Analyzing short term spatial and temporal dynamics of water presence at a basin-scale in Mexico using SAR data

• Published in: GIScience and remote sensing Vol. 57; no. 7; pp. 985 - 1004
• Main Authors: López-Caloca, Alejandra A., Tapia-Silva, Felipe Omar, López, Fernando, Pilar, Henao, Ramírez González, Aymara O., Rivera, Guadalupe
• Format: Journal Article
• Language: English
• Published: Taylor & Francis 02.10.2020; Taylor & Francis Group
• Subjects: basins; Grijalva Basin; humans; land classification; Mexico; natural capital; remote sensing; seasonal characterization; Sentinel-1; surface water; synthetic aperture radar; temporal variation; texture; texture information; water distribution; watersheds; Mexico
• ISSN: 1548-1603; 1943-7226; 1943-7226
• DOI: 10.1080/15481603.2020.1840106

The dynamic nature of continental water body covers is a main indicator of the status of this ecological capital and its trends on the land surface.

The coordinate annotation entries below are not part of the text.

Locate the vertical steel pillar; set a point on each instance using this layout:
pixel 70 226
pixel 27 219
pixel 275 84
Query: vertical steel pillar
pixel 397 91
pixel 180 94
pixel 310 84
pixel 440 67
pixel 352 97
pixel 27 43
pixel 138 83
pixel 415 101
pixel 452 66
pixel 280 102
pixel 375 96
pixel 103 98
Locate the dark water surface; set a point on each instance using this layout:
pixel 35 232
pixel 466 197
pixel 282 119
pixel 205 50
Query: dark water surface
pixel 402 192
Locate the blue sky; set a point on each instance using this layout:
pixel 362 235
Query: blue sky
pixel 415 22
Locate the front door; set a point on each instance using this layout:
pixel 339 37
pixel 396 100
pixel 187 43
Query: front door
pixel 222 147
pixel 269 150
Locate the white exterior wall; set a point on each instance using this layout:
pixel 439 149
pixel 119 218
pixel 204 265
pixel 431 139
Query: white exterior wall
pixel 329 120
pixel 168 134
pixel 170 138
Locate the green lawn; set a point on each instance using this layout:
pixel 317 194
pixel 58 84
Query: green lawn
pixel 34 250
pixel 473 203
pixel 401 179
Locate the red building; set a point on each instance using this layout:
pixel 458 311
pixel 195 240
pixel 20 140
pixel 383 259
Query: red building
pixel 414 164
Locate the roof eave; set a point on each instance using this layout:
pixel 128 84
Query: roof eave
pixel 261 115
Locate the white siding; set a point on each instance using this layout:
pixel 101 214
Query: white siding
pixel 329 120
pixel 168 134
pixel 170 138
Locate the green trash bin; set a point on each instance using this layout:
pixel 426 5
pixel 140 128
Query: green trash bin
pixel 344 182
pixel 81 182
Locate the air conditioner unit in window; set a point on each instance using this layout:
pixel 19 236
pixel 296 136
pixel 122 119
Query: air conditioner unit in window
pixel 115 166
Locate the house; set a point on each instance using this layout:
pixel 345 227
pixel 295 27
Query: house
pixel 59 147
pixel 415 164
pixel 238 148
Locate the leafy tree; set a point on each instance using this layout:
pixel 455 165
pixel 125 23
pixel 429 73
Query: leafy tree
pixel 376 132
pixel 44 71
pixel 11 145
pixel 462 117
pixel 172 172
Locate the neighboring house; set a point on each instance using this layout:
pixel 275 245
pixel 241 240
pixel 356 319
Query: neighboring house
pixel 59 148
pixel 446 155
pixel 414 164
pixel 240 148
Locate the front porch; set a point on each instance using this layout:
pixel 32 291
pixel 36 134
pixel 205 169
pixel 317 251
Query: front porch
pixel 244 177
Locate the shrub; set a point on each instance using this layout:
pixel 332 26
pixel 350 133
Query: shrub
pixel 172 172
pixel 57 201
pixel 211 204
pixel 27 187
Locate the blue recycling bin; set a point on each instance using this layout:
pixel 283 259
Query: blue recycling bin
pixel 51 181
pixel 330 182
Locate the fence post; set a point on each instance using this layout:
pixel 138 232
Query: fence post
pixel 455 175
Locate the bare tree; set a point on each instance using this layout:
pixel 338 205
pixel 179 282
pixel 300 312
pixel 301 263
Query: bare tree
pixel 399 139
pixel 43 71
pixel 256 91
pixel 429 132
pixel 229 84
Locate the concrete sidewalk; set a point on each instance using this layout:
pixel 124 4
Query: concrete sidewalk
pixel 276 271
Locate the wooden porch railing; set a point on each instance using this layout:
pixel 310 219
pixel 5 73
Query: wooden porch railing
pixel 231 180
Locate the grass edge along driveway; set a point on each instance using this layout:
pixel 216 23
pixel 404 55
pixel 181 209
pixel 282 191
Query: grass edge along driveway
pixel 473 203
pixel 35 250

With synthetic aperture radar (SAR), various water coverage processes can be identified using satellite data. This study proposes the use of a basin-level analysis with SAR images at a medium spatial resolution to perform a regional spatial-temporal analysis for detecting water presence. It develops a methodology to improve the separation of water bodies from other land covers by using a texture analysis, a support-vector machine classification, and the gray level co-occurrence matrix (GLCM). GLCM-mean texture parameter was found to offer sufficient texture information for separating the water class from the land class by providing a more homogeneous measurement of water bodies. The case under study is the Grijalva River Basin, Mexico, a region that requires more in-depth research so that the management of surface water coverage can be integrated with ecosystems, particularly those that are subject to intense human activity. The entire basin was mapped using a series of observations from Sentinel-1. This study produced a total of 36 water body maps with an acceptable classification accuracy of over 90% for each year studied (2016, 2017, and 2018). Water presence was also quantified, resulting in a set of maps containing regional detail, from which temporal data can be obtained on areas with water presence year-round and areas with seasonal flooding. Frequency maps with a 10-km unit cell as the spatial unit were used to detect trends and thereby identify water distribution patterns. The results show the importance of ongoing, basin-level quantifications of zones with dynamic water presence and those with stable water presence.